The median forecast from a poll of 12 economists was for gross domestic product to decline 1.5% in January-March from a year earlier, the first contraction since the third quarter of 2009 during the global financial crisis.
Individual forecasts ranged from GDP growth of 0.8% to a decline of 4.2%. The GDP data is due tomorrow.
Southeast Asia’s third-largest economy took a heavy blow from sharp downturns in tourism, external trade and global crude prices, made worse by poor domestic activity due to curbs on movement and businesses, Alex Holmes, Asia economist for Capital Economics said in a research note on Friday.
“While a gradual easing of restrictions, both at home and abroad, should see activity rebound in the second half of the year, output is still likely to be much lower in 2020 than last year,“ said Holmes, who forecast the economy to contract 5% in 2020.

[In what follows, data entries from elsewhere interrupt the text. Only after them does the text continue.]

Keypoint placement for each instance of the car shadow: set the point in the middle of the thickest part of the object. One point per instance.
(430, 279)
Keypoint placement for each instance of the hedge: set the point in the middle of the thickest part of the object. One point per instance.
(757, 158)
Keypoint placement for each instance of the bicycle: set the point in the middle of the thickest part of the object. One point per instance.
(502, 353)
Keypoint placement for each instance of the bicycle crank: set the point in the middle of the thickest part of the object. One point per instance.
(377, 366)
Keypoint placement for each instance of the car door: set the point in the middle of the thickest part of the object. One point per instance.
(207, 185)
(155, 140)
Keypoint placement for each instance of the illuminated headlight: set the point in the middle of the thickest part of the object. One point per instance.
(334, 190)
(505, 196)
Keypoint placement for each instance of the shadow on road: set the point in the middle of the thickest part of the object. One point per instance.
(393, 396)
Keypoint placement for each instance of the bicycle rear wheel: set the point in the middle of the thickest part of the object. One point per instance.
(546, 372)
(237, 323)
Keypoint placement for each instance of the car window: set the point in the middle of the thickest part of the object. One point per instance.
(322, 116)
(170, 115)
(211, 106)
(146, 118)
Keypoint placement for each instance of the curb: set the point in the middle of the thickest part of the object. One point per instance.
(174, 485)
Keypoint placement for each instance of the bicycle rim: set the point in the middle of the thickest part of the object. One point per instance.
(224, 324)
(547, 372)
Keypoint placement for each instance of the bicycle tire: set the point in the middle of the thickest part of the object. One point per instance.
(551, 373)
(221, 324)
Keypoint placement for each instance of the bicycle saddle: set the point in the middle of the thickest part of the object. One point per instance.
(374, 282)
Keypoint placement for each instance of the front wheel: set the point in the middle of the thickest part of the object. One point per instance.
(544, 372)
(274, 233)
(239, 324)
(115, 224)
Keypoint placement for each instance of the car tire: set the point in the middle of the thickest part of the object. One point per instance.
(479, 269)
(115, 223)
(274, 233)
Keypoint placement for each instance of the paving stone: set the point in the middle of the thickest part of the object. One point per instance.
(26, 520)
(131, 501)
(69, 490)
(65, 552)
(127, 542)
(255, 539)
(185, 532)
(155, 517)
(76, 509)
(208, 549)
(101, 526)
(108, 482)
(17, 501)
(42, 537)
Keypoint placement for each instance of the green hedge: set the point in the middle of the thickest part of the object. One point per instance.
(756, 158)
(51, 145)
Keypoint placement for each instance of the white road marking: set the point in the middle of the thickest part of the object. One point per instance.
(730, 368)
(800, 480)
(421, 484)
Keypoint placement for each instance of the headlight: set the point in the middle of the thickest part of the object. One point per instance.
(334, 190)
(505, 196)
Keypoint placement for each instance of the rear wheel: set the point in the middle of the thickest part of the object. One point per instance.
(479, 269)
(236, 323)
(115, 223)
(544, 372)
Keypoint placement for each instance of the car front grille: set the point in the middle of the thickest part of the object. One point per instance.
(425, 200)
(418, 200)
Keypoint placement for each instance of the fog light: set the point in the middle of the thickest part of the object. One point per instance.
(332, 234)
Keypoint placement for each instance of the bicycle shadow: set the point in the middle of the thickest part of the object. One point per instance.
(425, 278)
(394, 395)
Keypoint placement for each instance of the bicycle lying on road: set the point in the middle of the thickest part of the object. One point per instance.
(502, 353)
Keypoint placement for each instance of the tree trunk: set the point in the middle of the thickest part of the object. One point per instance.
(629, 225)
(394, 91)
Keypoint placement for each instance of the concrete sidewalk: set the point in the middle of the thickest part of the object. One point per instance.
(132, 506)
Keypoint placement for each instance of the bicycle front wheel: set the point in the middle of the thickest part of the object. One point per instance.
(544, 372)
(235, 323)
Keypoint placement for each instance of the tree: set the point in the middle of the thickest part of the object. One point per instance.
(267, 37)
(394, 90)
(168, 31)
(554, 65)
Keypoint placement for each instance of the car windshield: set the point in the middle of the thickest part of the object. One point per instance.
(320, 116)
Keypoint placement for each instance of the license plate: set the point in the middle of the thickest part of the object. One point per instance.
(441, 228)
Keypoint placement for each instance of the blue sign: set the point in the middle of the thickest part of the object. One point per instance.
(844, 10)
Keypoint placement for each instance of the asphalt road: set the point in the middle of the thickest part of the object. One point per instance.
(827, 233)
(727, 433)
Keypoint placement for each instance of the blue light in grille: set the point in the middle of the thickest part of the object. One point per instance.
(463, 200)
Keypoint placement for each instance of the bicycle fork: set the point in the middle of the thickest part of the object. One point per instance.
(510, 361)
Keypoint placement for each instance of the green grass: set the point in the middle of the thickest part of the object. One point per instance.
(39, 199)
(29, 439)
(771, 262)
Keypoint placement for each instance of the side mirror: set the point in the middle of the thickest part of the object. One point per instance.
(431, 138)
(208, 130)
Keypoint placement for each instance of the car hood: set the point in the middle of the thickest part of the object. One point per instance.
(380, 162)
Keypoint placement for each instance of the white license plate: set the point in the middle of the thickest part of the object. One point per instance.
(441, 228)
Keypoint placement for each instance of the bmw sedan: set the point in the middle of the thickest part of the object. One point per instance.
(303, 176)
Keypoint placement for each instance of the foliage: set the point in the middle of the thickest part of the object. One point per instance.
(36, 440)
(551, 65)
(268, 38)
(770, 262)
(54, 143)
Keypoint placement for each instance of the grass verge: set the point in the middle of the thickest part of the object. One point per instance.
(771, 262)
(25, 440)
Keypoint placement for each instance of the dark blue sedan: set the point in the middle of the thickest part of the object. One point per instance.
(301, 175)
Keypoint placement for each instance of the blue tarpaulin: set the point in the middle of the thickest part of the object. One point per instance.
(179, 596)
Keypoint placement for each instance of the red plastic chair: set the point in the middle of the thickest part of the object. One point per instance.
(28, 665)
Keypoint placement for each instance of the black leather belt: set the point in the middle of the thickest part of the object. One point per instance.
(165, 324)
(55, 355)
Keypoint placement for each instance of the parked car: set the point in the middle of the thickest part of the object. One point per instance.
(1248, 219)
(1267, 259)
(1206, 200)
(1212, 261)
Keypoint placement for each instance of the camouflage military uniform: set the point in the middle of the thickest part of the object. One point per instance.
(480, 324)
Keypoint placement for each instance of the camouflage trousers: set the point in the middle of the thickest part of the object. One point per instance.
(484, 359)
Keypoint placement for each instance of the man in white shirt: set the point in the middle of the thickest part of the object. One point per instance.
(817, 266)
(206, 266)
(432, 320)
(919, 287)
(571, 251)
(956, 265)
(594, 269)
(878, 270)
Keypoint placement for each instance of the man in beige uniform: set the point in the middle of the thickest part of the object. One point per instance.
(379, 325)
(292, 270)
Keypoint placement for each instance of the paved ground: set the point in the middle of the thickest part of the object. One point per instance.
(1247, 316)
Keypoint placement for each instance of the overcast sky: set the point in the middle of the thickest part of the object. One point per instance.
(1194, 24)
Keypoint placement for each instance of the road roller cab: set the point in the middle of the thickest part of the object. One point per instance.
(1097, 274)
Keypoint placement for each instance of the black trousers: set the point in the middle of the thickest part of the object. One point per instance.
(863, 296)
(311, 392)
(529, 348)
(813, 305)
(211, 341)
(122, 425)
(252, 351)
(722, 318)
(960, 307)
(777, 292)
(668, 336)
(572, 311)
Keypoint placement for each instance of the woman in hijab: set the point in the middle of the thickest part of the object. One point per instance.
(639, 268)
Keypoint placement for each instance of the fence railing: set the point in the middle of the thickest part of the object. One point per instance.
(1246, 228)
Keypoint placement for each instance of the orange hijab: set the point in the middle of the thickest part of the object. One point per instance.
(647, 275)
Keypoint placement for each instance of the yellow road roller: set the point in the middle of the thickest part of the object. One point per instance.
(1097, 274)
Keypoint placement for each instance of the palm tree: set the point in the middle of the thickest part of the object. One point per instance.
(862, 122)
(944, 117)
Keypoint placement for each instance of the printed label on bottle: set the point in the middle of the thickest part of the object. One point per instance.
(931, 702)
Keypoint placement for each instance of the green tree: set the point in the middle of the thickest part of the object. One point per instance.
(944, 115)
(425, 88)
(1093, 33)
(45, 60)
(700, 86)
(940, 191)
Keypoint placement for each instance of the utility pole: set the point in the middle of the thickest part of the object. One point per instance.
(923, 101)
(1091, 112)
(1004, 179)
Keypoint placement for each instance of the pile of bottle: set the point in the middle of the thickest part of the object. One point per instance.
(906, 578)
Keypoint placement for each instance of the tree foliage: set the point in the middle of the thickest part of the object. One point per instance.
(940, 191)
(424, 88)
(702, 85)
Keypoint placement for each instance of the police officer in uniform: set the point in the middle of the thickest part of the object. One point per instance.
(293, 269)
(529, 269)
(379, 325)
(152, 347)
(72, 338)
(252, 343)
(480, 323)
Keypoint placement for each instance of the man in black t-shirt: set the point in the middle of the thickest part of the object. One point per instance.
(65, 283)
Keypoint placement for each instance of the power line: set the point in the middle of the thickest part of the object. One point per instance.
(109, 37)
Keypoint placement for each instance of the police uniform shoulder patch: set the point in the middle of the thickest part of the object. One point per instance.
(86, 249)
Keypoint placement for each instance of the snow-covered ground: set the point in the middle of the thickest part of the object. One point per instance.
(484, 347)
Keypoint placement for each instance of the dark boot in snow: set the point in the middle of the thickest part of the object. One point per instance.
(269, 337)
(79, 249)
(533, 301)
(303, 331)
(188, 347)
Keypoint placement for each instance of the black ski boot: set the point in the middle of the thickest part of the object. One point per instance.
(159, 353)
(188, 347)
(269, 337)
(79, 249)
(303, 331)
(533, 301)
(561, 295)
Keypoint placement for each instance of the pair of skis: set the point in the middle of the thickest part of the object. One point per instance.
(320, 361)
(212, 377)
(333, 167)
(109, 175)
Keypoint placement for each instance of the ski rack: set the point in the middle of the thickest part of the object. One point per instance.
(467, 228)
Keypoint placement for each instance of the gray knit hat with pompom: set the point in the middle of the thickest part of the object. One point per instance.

Malaysia’s statistics department delayed the release of March’s factory output data till today. No reason was given, but economists expect industrial production to have fallen sharply as most factories and businesses were ordered to stop operations to curb the spread of the virus.
Exports fell 4.7% in March as shipments declined across sectors and among trade partners.
In April, Malaysia’s central bank had forecast the economy to either shrink by up to 2% or grow marginally by 0.5% this year due to the pandemic, stressing that “great uncertainty remains”.
Last week, Bank Negara Malaysia made its third consecutive cut to its key interest rate this year, bringing it down to a historic low of 2%.
Domestic activity would be of greater concern for Malaysia, as the coronavirus-led movement control order (MCO) had been “relatively stringent,“ Standard Chartered said in a note, adding that “the degree of uncertainty to the forecast is very high.”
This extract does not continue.